Below are examples of real drug candidates and sponsors being evaluated for NASH. Trial status and endpoints evolve as studies read out. Costs are not applicable for investigational use; participants generally do not pay for study drugs, and some trials reimburse travel or testing.


Product or Service Name Provider Key Features Cost Estimation
Semaglutide (GLP‑1 RA) Novo Nordisk Weight loss and metabolic effects; NASH histology studies ongoing Not applicable in trials
Tirzepatide (GIP/GLP‑1) Eli Lilly Dual incretin with robust weight reduction; liver fat reduction under study Not applicable in trials
Lanifibranor (pan‑PPAR) Inventiva Pharma Targets lipid metabolism, inflammation, and fibrosis; late‑stage program Not applicable in trials
VK2809 (THR‑beta) Viking Therapeutics Liver‑targeted thyroid hormone receptor beta agonist; reduces liver fat Not applicable in trials
Efruxifermin (FGF21 analog) Akero Therapeutics Improves liver fat and metabolic markers; mid‑ to late‑stage studies Not applicable in trials
Pegozafermin (FGF21 analog) 89bio Reduces liver fat and may impact fibrosis parameters; Phase 3 program Not applicable in trials

Prices, rates, or cost estimates mentioned in this article are based on the latest available information but may change over time. Independent research is advised before making financial decisions.

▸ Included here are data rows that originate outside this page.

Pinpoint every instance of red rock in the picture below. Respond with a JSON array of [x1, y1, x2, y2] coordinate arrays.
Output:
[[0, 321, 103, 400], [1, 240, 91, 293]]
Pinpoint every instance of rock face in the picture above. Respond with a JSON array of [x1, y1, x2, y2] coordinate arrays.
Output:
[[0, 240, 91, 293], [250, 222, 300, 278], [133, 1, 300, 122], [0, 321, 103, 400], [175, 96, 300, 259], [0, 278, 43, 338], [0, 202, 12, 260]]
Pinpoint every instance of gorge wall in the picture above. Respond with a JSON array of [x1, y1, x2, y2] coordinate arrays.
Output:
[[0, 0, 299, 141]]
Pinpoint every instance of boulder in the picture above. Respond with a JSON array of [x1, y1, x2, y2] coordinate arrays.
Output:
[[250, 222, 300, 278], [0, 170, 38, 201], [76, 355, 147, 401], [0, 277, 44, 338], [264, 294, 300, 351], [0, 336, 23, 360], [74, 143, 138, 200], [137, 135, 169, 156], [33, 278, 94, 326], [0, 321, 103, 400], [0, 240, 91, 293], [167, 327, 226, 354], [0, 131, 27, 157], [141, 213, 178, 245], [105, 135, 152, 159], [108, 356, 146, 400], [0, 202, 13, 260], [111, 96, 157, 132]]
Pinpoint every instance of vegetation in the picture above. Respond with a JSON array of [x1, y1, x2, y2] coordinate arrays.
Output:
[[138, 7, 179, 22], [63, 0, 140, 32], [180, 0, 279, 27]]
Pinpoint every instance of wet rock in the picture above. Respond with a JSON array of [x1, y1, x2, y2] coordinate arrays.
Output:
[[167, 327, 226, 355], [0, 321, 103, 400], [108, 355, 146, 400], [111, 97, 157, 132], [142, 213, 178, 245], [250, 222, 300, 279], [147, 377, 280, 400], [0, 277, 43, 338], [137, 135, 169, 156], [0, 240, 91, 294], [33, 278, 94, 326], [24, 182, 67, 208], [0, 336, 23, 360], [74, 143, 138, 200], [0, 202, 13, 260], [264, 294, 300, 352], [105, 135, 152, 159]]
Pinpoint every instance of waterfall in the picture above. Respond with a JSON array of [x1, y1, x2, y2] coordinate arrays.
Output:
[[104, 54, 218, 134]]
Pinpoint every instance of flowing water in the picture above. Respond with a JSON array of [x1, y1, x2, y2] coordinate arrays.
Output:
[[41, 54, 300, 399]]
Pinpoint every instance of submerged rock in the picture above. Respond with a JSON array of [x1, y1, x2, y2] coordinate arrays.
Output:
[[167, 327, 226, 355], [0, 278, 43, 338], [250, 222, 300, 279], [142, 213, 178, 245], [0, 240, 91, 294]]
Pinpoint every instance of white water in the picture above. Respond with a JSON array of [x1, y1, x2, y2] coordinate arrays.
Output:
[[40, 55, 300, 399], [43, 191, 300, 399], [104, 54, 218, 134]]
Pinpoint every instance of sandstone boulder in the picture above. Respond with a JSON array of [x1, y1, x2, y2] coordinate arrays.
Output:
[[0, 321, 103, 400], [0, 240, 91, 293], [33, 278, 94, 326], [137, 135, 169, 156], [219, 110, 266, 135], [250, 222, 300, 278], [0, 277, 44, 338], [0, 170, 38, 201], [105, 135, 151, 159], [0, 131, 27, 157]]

Real‑world pricing insights: Investigational medicines in clinical trials are typically provided at no cost to participants, and study procedures are often covered by the sponsor. If and when agents receive approval for NASH, they may be categorized as specialty medicines. Out‑of‑pocket costs will vary widely by country, insurance coverage, formulary decisions, and patient assistance programs. Some medications already approved for other conditions, such as GLP‑1 receptor agonists for obesity or diabetes, can carry substantial monthly list prices in certain markets; coverage policies and availability differ across regions.

Conclusion Drug development for NASH is moving quickly, with multiple mechanisms targeting fat accumulation, inflammation, and fibrosis. While lifestyle change remains the cornerstone, investigational agents may expand options for people with biopsy‑proven or strongly suspected NASH and fibrosis. Ongoing studies will clarify which combinations, doses, and patient profiles derive the most benefit and how these therapies integrate with comprehensive metabolic care.

This article is for informational purposes only and should not be considered medical advice. Please consult a qualified healthcare professional for personalized guidance and treatment.